Cracks building
Stocks opened sharply lower yesterday as the broader market followed the
Nasdaq down after Cisco gave weak guidance for future earnings. We saw
a nice recovery but the indices all closed lower.
The
TSP
was closed yesterday so there were no updates to the fund share prices.
The S&P 500
was not able to hold above the April highs, and this a concern (you will see
this word several times in this report.). The
ascending trend is still intact, and that is good, but we are seeing some
cracks in one of the market leaders, and in sentiment and I am seriously
considering selling in the coming days if things do not improve quickly.

Chart provided courtesy of
www.decisionpoint.com, analysis by TSP
Talk
We saw intraday breaks of both the April high and the ascending trendline in
the Dow Transportation Index in the last two days, but it managed to close
above them each time. This is not a breakdown yet, but I am looking at it
as a warning because...

Chart provided courtesy of
www.decisionpoint.com, analysis by TSP
Talk
... the Nasdaq 100 did break through its rising support line yesterday with
a lot of help from heavily weighted Cisco, who was down 16% on the day.
There was an open gap and it is nice to see that get filled, and the index
is still above the 20-day EMA, so this could just be a brief pullback, but
with what we are seeing in some of the sentiment data, I am getting
concerned that a pullback / correction could be imminent.

Chart provided courtesy of
www.decisionpoint.com, analysis by TSP
Talk
The 58% bullish reading in the AAII Sentiment Survey is
the highest since early 2007. That is a concern, but it is interesting
that the bearish percentage is not lower than 28%. 28% is low but we
have seen much lower
readings
in the past. The bull to
bear ratio of 2.07 to is a concern as well, but we have seen much higher
ratios during prior bull markets.

Chart provided courtesy of
www.decisionpoint.com, analysis by TSP
Talk
We are getting similar numbers in
our survey. The TSP Talk Sentiment Survey came it at 57% bulls, 34%
bears for a 1.68 to 1 bulls to bears ratio. That is a neutral reading
in a bull market but it keeps the system on a sell signal for next week
because of last week's 3 to 1 bulls to bears ratio. The
system is up 26.57% in
2010, and last week's sell signal appears to be another well timed move.
Here's that Sentimentrader.com
Smart Money / Dumb Money Confidence indicator and it is now in pretty rough
territory with the dumb money at 67 and the smart money at 33. That 33
is actually up from the 29 reading just a couple of days ago. When you
start seeing ratios near 70/30 it is time start thinking about a pullback.

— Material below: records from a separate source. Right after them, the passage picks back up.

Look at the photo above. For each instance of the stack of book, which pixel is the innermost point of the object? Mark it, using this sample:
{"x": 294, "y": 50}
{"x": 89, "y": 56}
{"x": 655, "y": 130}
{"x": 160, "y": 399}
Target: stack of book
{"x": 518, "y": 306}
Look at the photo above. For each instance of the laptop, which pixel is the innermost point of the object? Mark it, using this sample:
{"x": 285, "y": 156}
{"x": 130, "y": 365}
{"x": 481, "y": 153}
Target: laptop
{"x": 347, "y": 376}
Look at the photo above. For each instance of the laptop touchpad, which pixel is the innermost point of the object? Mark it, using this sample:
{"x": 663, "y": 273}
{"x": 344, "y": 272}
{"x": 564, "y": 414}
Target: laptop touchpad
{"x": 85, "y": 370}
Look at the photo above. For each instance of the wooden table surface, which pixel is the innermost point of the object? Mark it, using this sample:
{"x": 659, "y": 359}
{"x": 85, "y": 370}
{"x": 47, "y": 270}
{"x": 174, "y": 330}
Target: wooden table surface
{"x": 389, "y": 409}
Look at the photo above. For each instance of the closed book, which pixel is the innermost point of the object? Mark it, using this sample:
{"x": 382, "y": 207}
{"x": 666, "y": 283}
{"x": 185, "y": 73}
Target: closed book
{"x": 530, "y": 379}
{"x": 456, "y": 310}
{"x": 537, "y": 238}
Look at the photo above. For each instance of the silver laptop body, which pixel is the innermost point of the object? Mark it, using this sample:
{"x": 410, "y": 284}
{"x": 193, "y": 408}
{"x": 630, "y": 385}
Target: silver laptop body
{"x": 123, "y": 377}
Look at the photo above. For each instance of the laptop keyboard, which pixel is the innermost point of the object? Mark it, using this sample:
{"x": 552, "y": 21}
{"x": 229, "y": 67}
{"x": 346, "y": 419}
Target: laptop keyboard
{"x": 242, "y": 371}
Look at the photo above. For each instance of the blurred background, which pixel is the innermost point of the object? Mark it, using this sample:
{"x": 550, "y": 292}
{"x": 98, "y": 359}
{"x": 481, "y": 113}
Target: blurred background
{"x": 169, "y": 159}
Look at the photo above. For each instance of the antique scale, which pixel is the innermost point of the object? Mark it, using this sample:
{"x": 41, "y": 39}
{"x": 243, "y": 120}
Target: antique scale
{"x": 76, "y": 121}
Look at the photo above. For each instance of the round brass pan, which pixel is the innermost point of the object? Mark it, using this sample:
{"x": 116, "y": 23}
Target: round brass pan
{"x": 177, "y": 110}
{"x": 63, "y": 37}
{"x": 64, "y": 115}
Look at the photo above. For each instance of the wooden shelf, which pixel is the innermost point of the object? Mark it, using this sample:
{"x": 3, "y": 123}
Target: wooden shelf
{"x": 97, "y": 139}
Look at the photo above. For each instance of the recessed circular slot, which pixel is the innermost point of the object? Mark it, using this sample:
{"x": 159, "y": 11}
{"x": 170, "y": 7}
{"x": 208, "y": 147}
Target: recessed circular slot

Chart provided courtesy of www.sentimentrader.com
I have mentioned the smart money OEX put/call ratio indicator many times
lately, and it has been telling us that they, the smart money, are extremely
bullish, and that is unusual considering the magnitude of the current rally. That
information has stumped me. The
above chart kind of contradicts OEX put/call indicator so one may be skewed. The above
indicator is compiled by a series of indicators, whereas the put/call ratio
is just one indicator. I'd have have to give more credit to the
multi-indicator reading.
I don't know if this market has any more
rally left in it, but as know, markets tend to run longer than you
might expect. This one has already run longer than I expected.
This leaves us all with a tough decision. Do we wait for the indices
to breakdown and rollover, or should we step aside now while we can - before
the trend breaks?
If the market takes off from here we'd feel pretty
frustrated selling near support, but if the market shoots down while we are
still in the stocks funds, we'd feel pretty silly considering the warning
signs.
There are rumors flying
around about the White House
conceding to extend all of the Bush tax cuts, but there is no confirmation.
I thought this would be good news to the market but the overnight futures
didn't even react to the news, so maybe it is more rumor than anything else.
If it turns out to be true and the market does not rally, I will look at
that as a sign of weakness for stocks.
I just rechecked the futures and they are now down sharply. If this
carries over into the open and holds into the close, it may be
the nail in the
coffin for the rising trend. But bull markets don't usually end
overnight. We've had a few down days, but that doesn't mean the market
won't throw some good days at us to try to fool us. I really want to
be bullish here considering the time of year, but I may have to sell the
next push higher if we get it, and then see what develops.
Thanks for reading! Have a great weekend!